Wikipedia censors reporter kidnapping

7 months ago, New York Times and Pulitzer Prize-winning reporter David Rohde was kidnapped by the Taliban, along with his interpreter and his driver.

The paper was worried - it knew that the first thing his captors would do was Google him to work out if he was "of value" as a bargaining chip, placing his life in considerably more danger.

The paper's executive editor immediately phoned other broadcasters and publications, explained the situation, and asked them not to report on his kidnapping. Keeping the information off the online encyclopaedia Wikipedia, however, was more difficult.

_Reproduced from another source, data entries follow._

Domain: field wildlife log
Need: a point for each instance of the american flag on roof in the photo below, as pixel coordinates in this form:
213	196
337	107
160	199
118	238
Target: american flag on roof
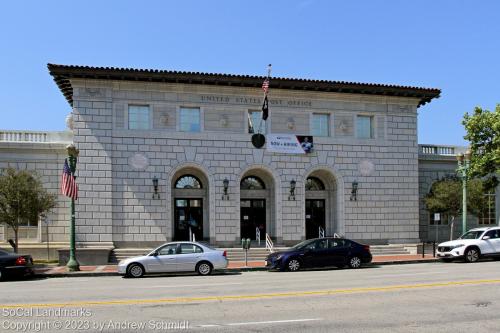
69	187
265	85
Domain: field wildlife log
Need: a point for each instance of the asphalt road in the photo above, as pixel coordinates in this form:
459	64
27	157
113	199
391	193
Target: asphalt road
430	297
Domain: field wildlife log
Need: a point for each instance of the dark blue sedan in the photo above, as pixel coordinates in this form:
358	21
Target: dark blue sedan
321	252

Three days after the kidnapping took place, an unnamed editor changed the reporter's page to include the fact of his kidnapping. An NYT staffer changed it back, and it was promptly added again, citing an Afghan news agency's report.

The Times then phoned up Jimmy Wales, controversial founder of Wikipedia, and explained the situation. Wales authorised an editing block on the page for 3 days, conducted by another administrator. When that expired, it was blocked again, for 2 weeks - the start of a long cat and mouse game.

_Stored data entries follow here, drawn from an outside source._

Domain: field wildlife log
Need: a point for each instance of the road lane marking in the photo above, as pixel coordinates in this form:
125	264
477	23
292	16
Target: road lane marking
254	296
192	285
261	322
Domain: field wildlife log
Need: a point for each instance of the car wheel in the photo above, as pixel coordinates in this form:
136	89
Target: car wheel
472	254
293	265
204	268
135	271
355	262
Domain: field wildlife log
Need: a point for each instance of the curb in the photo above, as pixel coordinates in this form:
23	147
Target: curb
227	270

"We were really helped by the fact that it hadn't appeared in a place we would regard as a reliable source. I would have had a really hard time with it if it had", said Wales.

Although no-one would doubt Wales' motives in removing the ability for users to edit the page on David Rohde, many have commented that doing so runs completely against Wikipedia's perpetual search for truth and accuracy. The fact that anyone can edit the site is arguably its key strength.

Wales said, on the subject: "We had no idea who it was. There was no way to reach out quietly and say - Dude, stop and think about this". That may reflect a problem with Wikipedia's ideals of global, uncensored participation.

On 27 June, Rohde and his translator Tahir Ludin, were able to escape their captors and make it back to safety. The New York Times made a public announcement, and the user reposted the information, saying: "Is that enough proof you f***ing retards? I was right. You were WRONG. :P".

Clearly, saving someone's life is motive enough to bend the rules of the site, but where is the line drawn on the Internet? Who judges what news is dangerous enough to keep it under wraps? This incident raises a lot of questions about the nature of information on the web.